Posted by in Management

I just laid my hands on an interesting book called Hands-on Systematic Innovation for Business and Management by Darrell Mann. This book is not yet available from Amazon. I came across the previous book written by Darrell Mann – Handson Systematic Innovation, which is a popular book among those who follow the concept of TRIZ for creative/innovation processes.

One of my friends, an gas turbine design engineer with Alston, Anurag introduced me to the concept of TRIZ and I was looking around for some reading on this subject – but more relevant for my area – Management. And he suggested this book and I got hold of a copy now.

Thought I will share my thoughts here as I start reading it.

First Darrell quotes some famous people – one of the quotes he has is from Bertrand Russell: The average man would rather face death or torture than think. Does that sound reasonable to you in today’s world? Do drop in your thoughts!

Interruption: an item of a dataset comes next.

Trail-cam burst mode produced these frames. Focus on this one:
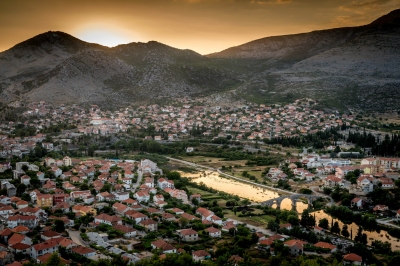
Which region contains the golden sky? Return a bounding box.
[0,0,400,54]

Then here are some of the main findings from research on systematic innovation. I haven’t got around to think more about them – hope to do that over the weekend – but they are thought provoking. They go like this:

  • There are only a small number of fundamentally different types of problems.
  • Someone, somewhere, therefore has already solved a problem something like the one you wish to solve.
  • There are only a small number of possible strategies for generating inventive solutions.
  • System evolution trends are highly predictable.
  • The strongest solutions transform the unwanted or harmful elements of a system into useful resources.
  • The strongest solutions also seek out and destroy the conflicts and trade-offs most design practices assume to be fundamental.

I have to convince that these are valid as these are the foundation on which Darrell has build his systematic innovation concept.